If you wish to follow along with this blog or run this for yourself, a full jupyter notebook for analysis is provided here. We work under the assumption that you have installed Solaris and any dependencies as listed in the imports section of the notebook.
As in a few previous blogs [1, 2, 3] we work with the Cars with Overhead Context (COWC) dataset that spans 6 cities and has a spatial resolution of 15cm. The difference between this blog and previous blogs is that we use Solaris and a segmentation network instead of object detection to localize vehicles. After downloading the dataset, we must do some light preprocessing: This includes some data reorganization; tiling the images and masks; converting images and masks to GeoTiffs; and creating some csvs to document our file structure.
COWC masks identify cars with a single pixel with a value of 255, however this is a really small target for a neural network to identify. We want to enlarge the area identified as a vehicle a bit to increase visibility and provide a larger object that is easier for a neural network to detect. We use a simple square dilation operation with a size of 9 to accomplish this.
We then split our data into two sets: 5 cities for training (randomly holding out 20% for validation), and 1 city for testing (Salt Lake City, Utah). This will help to showcase how transferrable our model is to a new location. We also go through the process of z-scoring our imagery. Z-scoring standardizes and normalizes our imagery across all of our locations, potentially helping to improve performance and model transferability.
# Train a neural net with 3 lines of code.
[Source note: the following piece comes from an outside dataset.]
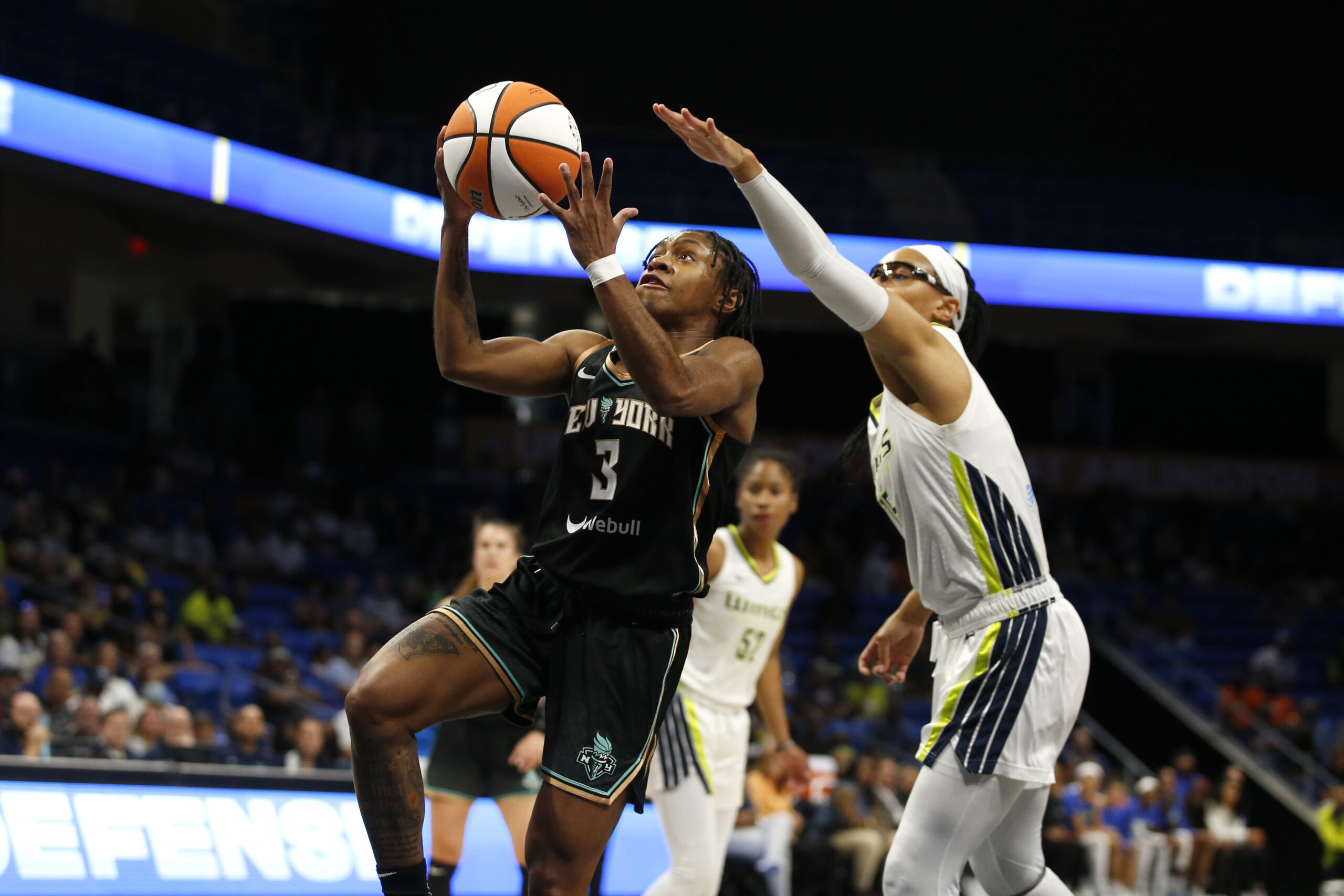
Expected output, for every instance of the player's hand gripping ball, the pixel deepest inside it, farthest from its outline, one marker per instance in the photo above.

config = sol.utils.config.parse('/path/to/yml/vehicleDetection.yml')
trainer = sol.nets.train.Trainer(config)
We work with SpaceNet 4 participant XD_XD’s U-Net model with VGG16 encoder paired with two loss functions: jaccard (good for identifying small objects and imbalanced classes) and binary cross entropy with logits. Training time is about 7 hours on 2 NVIDIA Titan XP GPUs. Ultimately, inferencing is just as simple as training, with a few tweaks to the yml file. Inference speed for images 512 x 512 pixels in size is roughly 1,000 images per minute. Following inferencing, we binarize our model outputs into a car/not car map.
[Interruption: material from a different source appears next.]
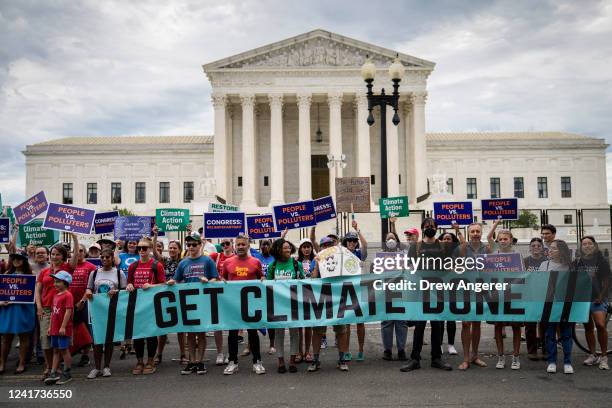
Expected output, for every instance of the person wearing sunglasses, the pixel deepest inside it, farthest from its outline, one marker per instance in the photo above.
(195, 268)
inf_df = sol.nets.infer.get_infer_df(config)
inferer = sol.nets.infer.Inferer(config)
We can also convert our binarized mask into some more palatable geospatial vectors using Solaris’ mask_to poly_geojson function. Finally, using our vectorized predictions and ground truth, we can score our results. Using the F1 metric (also known as the SpaceNet metric) with an IoU of 0.25 (acceptable for small objects) we score a solid 0.92.
We can then pull the centroid from each polygon using geopandas centroid function, and save the predictions as points. With a final touch of GIS symbology magic to convert the points into bounding boxes, we can show off our results.